La cuisine était sur le pont. Elle fut reconnue insalubre et remplacée par quatre cuisines roulantes de campagne.
Elles furent placées sur le pont, deux à tribord et deux à bâbord.
La cuisine que l'on nous préparait n'était appréciée de personne, c'était une nourriture de prisonnier, vous pourrez en juger d'après le menu, qui était le même toute l'année.
Le matin on recevait 1/5 de pain gris, 2 sucres et du café de mauvaise qualité (jus de chaussettes). Quelque fois le pain était remplacé par des biscuits de soldat.
A midi, soupe aux féculents et légumes, souvent mal cuite, bien préparée, elle aurait été bonne.
Ensuite, pommes de terre mélangées avec une sauce vinaigrette pas de légumes, ils étaient dans la soupe ? Un morceau de bouilli souvent trop gras, un morceau de pain, pas de boisson. Le repas du soir idem.
Maintenant, je vais vous donner la recette pour les pommes de terre. On les versait dans un grand chaudron, alors on ajoutait une sauce et deux bouteilles de vinaigre. Le tout était mélangé avec une rame, comme ça on pouvait dire pommes de terre marinées !
La cuisine n'était pas équipée pour préparer la nourriture pour tant d'hommes.
Les gamelles et les petites marmites étaient lavées dans l'eau qui avait servi a cuire les pommes de terre, puis les marmites étaient remisées à la cambuse.
Elles étaient numérotées, gare à celui qui les rentrait mal nettoyées.
La cambuse était un compartiment avec des étagères ou l'on devait remiser les marmites d'après leurs numéros.
J'ai fréquenté les cantines d'autres régiments, le menu changeait tous les jours, il était de meilleure qualité et était servit comme aux restaurants.
Puisque les autres régiments pouvaient faire mieux avec le même budget, vous penserez comme moi, que les responsables de la cuisine réalisaient de bons bénéfices sur notre dos.
Maintenant, revenons à notre début.
Après avoir passé notre première nuit sur le bateau, nous voilà au rassemblement. On nous divisa en petits groupes, chacun accompagné d'un instructeur, on nous fit faire la visite du croiseur. Je vous ferai grâce de trop de détailles, ce qui m'avait le plus impressionné, c'était le carré des officiers. Il se trouvait à la plage arrière et couvrait toute la largeur du croiseur. Le mobilier était luxueux, tout en acajou et le fond des fauteuils et les tapis en velours rouge.
Quel contraste, avec les marins qui n'avaient même pas un banc pour s'asseoir en dehors des repas.

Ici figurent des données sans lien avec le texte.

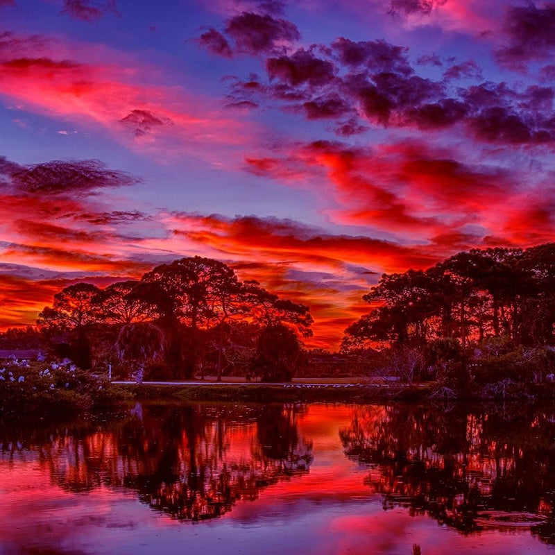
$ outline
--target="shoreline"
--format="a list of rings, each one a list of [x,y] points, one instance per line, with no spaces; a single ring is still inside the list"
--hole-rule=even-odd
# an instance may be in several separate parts
[[[520,400],[533,404],[551,400],[555,402],[555,384],[538,384],[518,395],[503,398],[484,397],[476,391],[456,397],[435,395],[436,382],[407,384],[263,382],[133,382],[114,383],[112,387],[130,393],[133,398],[173,399],[194,401],[235,401],[255,402],[345,402],[479,401],[504,402]]]

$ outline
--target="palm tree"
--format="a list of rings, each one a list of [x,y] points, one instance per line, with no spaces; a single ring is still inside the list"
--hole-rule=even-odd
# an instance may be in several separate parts
[[[135,379],[142,383],[146,363],[164,350],[164,334],[150,322],[135,322],[124,325],[117,337],[116,348],[120,359],[136,366]]]

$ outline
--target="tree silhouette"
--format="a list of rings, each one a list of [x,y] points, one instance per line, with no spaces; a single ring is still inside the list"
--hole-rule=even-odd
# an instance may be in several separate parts
[[[290,328],[278,323],[262,330],[252,363],[262,382],[291,382],[304,363],[300,343]]]
[[[146,363],[164,350],[162,330],[149,322],[136,322],[124,325],[117,338],[120,358],[136,367],[136,379],[142,382]]]

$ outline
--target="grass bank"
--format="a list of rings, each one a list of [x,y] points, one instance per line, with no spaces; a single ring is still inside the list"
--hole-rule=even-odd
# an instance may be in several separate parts
[[[219,384],[206,385],[113,385],[137,399],[255,402],[370,402],[420,400],[428,397],[429,385],[347,384]]]

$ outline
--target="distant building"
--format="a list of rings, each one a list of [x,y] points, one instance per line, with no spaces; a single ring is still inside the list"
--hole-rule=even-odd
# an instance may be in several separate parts
[[[0,349],[0,360],[37,360],[42,356],[40,349]]]

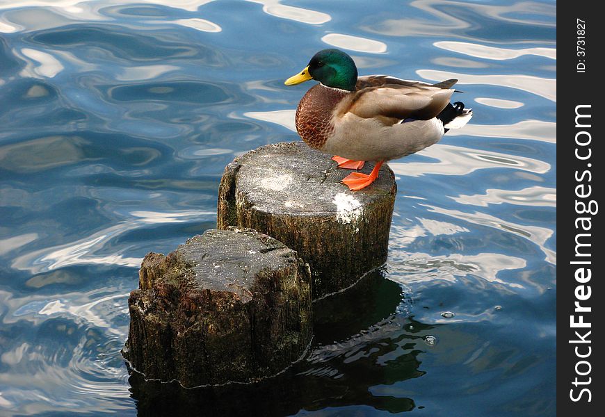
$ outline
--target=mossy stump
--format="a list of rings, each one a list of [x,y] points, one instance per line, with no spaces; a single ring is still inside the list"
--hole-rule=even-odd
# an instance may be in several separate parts
[[[296,250],[311,267],[314,298],[341,291],[386,261],[397,192],[386,165],[360,191],[340,182],[351,172],[302,142],[251,151],[225,168],[217,227],[255,229]]]
[[[254,230],[208,230],[145,257],[122,353],[146,378],[186,387],[257,381],[305,352],[311,301],[293,250]]]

Ensuite, ce fut la visite des sinistres cachots, ils se trouvaient dans la cale, de véritables cages à fauves ou l'on ne pouvait même pas se tenir debout, l'air était vicier, il sentait la moisissure.

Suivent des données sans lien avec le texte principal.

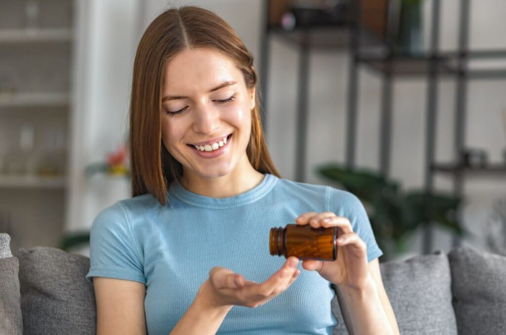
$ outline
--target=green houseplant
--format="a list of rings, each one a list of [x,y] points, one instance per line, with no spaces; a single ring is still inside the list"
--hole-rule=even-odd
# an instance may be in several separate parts
[[[328,164],[317,171],[356,195],[364,204],[384,252],[382,261],[406,251],[407,238],[429,221],[459,236],[464,235],[455,219],[460,198],[440,192],[429,194],[424,190],[406,191],[401,189],[399,182],[368,169]]]

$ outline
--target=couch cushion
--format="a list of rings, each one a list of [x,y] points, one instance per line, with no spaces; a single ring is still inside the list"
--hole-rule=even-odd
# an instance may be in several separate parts
[[[457,334],[448,258],[437,252],[380,264],[383,284],[403,335]],[[334,333],[348,334],[337,301]]]
[[[0,233],[0,334],[22,335],[18,259],[11,254],[11,237]]]
[[[86,278],[90,259],[35,246],[16,253],[25,334],[95,334],[93,287]]]
[[[458,333],[504,333],[506,257],[460,247],[448,259]]]

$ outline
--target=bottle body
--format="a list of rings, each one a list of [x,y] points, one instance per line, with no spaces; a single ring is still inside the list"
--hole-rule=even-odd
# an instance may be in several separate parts
[[[302,260],[334,261],[338,257],[336,227],[314,228],[293,224],[271,229],[271,255],[295,256]]]

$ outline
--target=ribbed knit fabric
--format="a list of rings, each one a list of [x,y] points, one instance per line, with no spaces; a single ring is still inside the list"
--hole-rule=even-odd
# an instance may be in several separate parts
[[[328,186],[266,174],[254,188],[228,198],[191,192],[177,182],[162,206],[150,194],[118,201],[93,223],[87,279],[108,277],[144,283],[150,335],[168,334],[191,304],[209,270],[228,268],[258,283],[280,268],[269,253],[270,229],[300,215],[332,212],[348,217],[367,245],[369,261],[382,254],[360,201]],[[330,283],[315,271],[301,273],[288,288],[257,307],[234,306],[220,334],[331,334],[336,321]]]

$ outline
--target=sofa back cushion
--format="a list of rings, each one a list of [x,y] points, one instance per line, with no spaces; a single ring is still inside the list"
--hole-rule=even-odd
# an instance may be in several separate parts
[[[460,247],[448,259],[458,333],[504,333],[506,257]]]
[[[22,335],[19,262],[11,253],[10,242],[9,234],[0,233],[0,334]]]
[[[86,278],[89,258],[46,246],[16,256],[24,334],[96,333],[95,294]]]
[[[391,261],[381,263],[380,268],[401,334],[457,334],[446,255],[437,252]],[[333,302],[332,306],[339,323],[334,333],[348,334],[339,305]]]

Heureusement, c'était pour le temps passé, celui des matelots qui devait purgé une peine de cachot était conduit au 4ème de Ligne à Bruges ou à BEVERLOO.

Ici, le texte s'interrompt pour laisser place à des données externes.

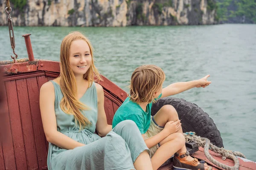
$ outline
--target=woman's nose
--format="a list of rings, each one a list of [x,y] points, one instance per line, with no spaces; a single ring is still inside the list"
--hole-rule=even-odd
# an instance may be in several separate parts
[[[81,58],[80,62],[81,63],[86,63],[86,60],[85,60],[85,57],[83,57]]]

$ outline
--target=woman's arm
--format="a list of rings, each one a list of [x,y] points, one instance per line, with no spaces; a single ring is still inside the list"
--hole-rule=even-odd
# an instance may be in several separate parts
[[[207,78],[209,76],[210,76],[210,75],[207,75],[204,77],[197,80],[190,81],[187,82],[179,82],[171,84],[163,89],[161,98],[174,95],[195,87],[200,88],[202,87],[204,88],[212,83],[212,82],[207,80]]]
[[[112,126],[108,124],[107,117],[104,109],[104,91],[102,87],[96,83],[98,98],[98,120],[96,123],[96,130],[100,136],[105,136],[111,130]]]
[[[40,110],[44,130],[48,142],[65,149],[73,149],[85,144],[78,142],[57,130],[54,110],[55,94],[51,82],[44,83],[40,89]]]

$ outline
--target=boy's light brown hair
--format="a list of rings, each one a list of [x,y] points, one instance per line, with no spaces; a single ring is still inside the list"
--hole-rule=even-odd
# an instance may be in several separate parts
[[[165,74],[161,68],[155,65],[138,67],[131,75],[130,98],[138,104],[154,102],[154,93],[162,88]]]

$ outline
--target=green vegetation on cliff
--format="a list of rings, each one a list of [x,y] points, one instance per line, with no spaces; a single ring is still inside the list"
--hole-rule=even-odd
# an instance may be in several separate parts
[[[256,0],[218,0],[217,5],[221,21],[256,23]]]
[[[27,3],[27,0],[10,0],[10,2],[13,4],[15,9],[19,9],[21,11]]]

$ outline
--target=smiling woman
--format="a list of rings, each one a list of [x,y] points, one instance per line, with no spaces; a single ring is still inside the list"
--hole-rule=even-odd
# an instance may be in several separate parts
[[[103,89],[94,82],[94,77],[101,77],[92,49],[81,33],[66,36],[60,76],[41,88],[48,168],[152,170],[148,148],[135,123],[123,121],[113,130],[107,123]]]
[[[75,76],[84,74],[90,67],[93,61],[90,49],[87,42],[82,40],[71,43],[69,62]]]

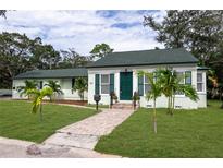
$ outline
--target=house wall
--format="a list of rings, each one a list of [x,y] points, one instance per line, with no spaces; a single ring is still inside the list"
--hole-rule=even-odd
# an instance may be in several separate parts
[[[164,68],[166,65],[160,65],[160,68]],[[177,64],[177,65],[170,65],[173,68],[173,70],[176,70],[178,72],[185,72],[185,71],[191,71],[191,85],[197,88],[197,65],[196,64]],[[95,104],[94,95],[95,95],[95,75],[96,74],[110,74],[114,73],[114,92],[117,95],[117,100],[121,103],[132,103],[131,100],[120,100],[120,72],[133,72],[133,93],[138,91],[138,77],[137,77],[137,71],[144,70],[148,72],[152,72],[158,67],[153,65],[147,65],[147,67],[122,67],[122,68],[91,68],[88,69],[88,104]],[[203,76],[206,76],[206,72],[203,71]],[[206,83],[205,83],[206,85]],[[175,108],[184,108],[184,109],[196,109],[198,107],[206,107],[207,100],[206,100],[206,88],[202,93],[198,93],[199,100],[193,101],[189,98],[187,98],[185,95],[176,95],[175,96]],[[101,94],[101,100],[99,104],[102,105],[109,105],[110,104],[110,95],[103,95]],[[153,107],[152,100],[147,100],[145,96],[140,96],[140,106],[141,107]],[[168,107],[168,98],[164,96],[161,96],[157,99],[157,107]]]
[[[49,79],[38,79],[37,82],[42,81],[42,86],[48,83]],[[77,92],[72,92],[72,79],[50,79],[53,81],[58,81],[58,83],[61,85],[61,89],[63,92],[63,95],[58,95],[58,99],[67,99],[67,100],[80,100],[80,97]],[[12,98],[14,99],[26,99],[24,95],[21,96],[21,94],[17,92],[18,86],[24,86],[25,80],[13,80],[13,91],[12,91]],[[85,92],[85,100],[87,100],[87,92]]]

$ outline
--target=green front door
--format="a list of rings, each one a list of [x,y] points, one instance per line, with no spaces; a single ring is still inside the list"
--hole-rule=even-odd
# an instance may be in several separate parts
[[[133,96],[133,72],[120,72],[120,100],[131,100]]]

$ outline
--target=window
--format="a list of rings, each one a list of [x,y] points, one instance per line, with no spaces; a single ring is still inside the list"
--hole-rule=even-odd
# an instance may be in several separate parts
[[[186,85],[191,85],[191,71],[186,71],[185,72],[185,84]]]
[[[145,77],[144,77],[144,85],[145,85],[145,95],[151,89],[151,85],[150,85],[150,83],[149,83],[149,79],[145,75]]]
[[[176,75],[177,75],[178,80],[181,80],[179,84],[184,84],[185,83],[184,82],[184,72],[176,72]],[[176,91],[175,95],[184,95],[184,93],[181,91]]]
[[[39,89],[42,88],[42,81],[39,82]]]
[[[74,88],[74,84],[75,84],[75,79],[72,79],[71,88]]]
[[[110,89],[110,75],[101,74],[101,94],[109,94]]]
[[[203,92],[202,73],[197,73],[197,92]]]

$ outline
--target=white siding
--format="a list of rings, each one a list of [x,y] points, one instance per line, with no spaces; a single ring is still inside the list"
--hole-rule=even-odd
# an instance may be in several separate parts
[[[185,71],[191,71],[191,85],[197,88],[197,67],[195,64],[189,65],[171,65],[174,70],[179,72]],[[120,72],[128,71],[133,72],[133,93],[135,91],[138,91],[138,77],[137,77],[137,71],[144,70],[148,72],[152,72],[158,67],[122,67],[122,68],[100,68],[100,69],[89,69],[88,70],[88,103],[95,104],[94,101],[94,95],[95,95],[95,74],[108,74],[108,73],[114,73],[114,91],[117,95],[117,98],[120,100]],[[203,75],[206,73],[203,72]],[[206,84],[205,84],[206,85]],[[198,107],[206,107],[207,100],[206,100],[206,89],[202,94],[199,94],[200,100],[193,101],[189,98],[185,97],[184,95],[176,95],[175,97],[175,108],[184,108],[184,109],[196,109]],[[122,103],[132,103],[131,100],[122,101]],[[101,95],[101,101],[100,104],[109,105],[110,104],[110,96],[109,95]],[[147,100],[144,96],[140,97],[140,106],[141,107],[153,107],[152,100]],[[157,99],[157,107],[163,108],[168,107],[168,98],[164,96],[161,96]]]
[[[59,84],[61,85],[61,89],[63,92],[63,95],[59,95],[57,98],[58,99],[70,99],[70,100],[80,100],[80,97],[77,92],[72,92],[72,79],[50,79],[53,81],[58,81]],[[24,86],[24,81],[25,80],[13,80],[13,87],[15,89],[12,91],[12,98],[14,99],[25,99],[27,97],[25,96],[20,96],[20,93],[17,92],[18,86]],[[42,86],[48,82],[46,79],[38,79],[36,80],[37,82],[42,81]],[[85,100],[87,100],[88,94],[85,92]]]

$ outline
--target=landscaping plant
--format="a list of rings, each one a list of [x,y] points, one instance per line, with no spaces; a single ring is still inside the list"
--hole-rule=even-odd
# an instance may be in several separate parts
[[[146,98],[148,100],[152,99],[153,100],[153,115],[152,115],[152,118],[153,118],[153,130],[154,130],[154,133],[157,133],[157,106],[156,106],[156,103],[157,103],[157,98],[161,96],[162,94],[162,87],[161,87],[161,83],[160,83],[160,80],[157,79],[157,80],[153,80],[156,76],[154,76],[156,73],[150,73],[150,72],[144,72],[144,71],[139,71],[138,72],[138,75],[139,76],[147,76],[148,80],[149,80],[149,83],[151,85],[151,89],[146,93]]]

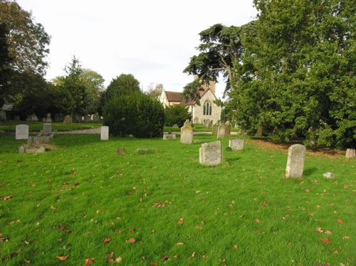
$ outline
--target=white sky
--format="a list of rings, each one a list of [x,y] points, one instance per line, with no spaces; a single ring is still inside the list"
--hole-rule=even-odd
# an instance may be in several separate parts
[[[221,23],[253,20],[253,0],[17,0],[51,36],[46,78],[65,75],[75,55],[97,72],[105,87],[132,74],[144,91],[151,83],[182,92],[193,76],[183,73],[198,55],[199,33]],[[221,97],[224,83],[216,85]]]

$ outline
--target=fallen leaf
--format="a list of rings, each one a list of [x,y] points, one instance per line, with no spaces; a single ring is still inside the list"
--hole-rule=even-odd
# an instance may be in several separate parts
[[[136,242],[136,240],[134,238],[130,238],[128,240],[125,241],[125,243],[127,244],[133,244],[135,242]]]
[[[181,218],[179,220],[178,220],[178,221],[177,222],[177,223],[178,223],[179,225],[181,225],[184,222],[184,219],[183,219],[182,218]]]
[[[60,260],[66,260],[68,259],[68,256],[57,256],[56,257]]]
[[[104,244],[107,244],[109,242],[111,241],[111,238],[106,238],[105,240],[104,240]]]
[[[85,266],[89,266],[91,264],[91,262],[93,262],[93,260],[94,260],[93,257],[85,259]]]
[[[330,240],[329,240],[329,239],[328,238],[323,238],[320,241],[323,242],[323,243],[325,243],[328,245],[331,245],[331,242],[330,242]]]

Une chose qui avait retenu mes attentions, c'était l'appareil qui servait à mesurer le roulis.
Il était de grande dimension et se trouvait entre la batterie basse et les machines. Il se composait d'un secteur gradué et d'un index qui s'appuyait sur un balancier. Le quartier maître français nous donna l'explication et nous montra la cote d'alerte.
L'après-midi et les jours suivants, nous avons fais quelques petits travaux : matriculé notre équipement, coudre les insignes etc.
Entre temps un sous-officier faisait notre feuille de signalement. Un autre nous faisait passer un examen écrit. Le plus pénible fut le jour des vaccinations, nous avions après le bras et l'épaule ankylosée avec enflure à l'omoplate. A cause de cela, nous avions beaucoup de peine
à nous hisser dans la hamac.
Celui qui attrapait 10 rats recevait 24 heures de permission supplémentaire !
Il devait montrer ses 10 rats au fourrier et celui-ci les faisait jeter dans l'eau par le hublot.
Parfois un autre marin attendait dans une embarcation pour les repêcher.
J'allais oublier de parler des latrines. Elles se trouvaient sur le pont avant, sans porte, elles se composaient d'une rigole, d'une grille pour les pieds et d'accoudoirs, mais sans séparations, vous voyez le spectacle. Une fois la rigole remplie, on ouvrait une vanne d'eau.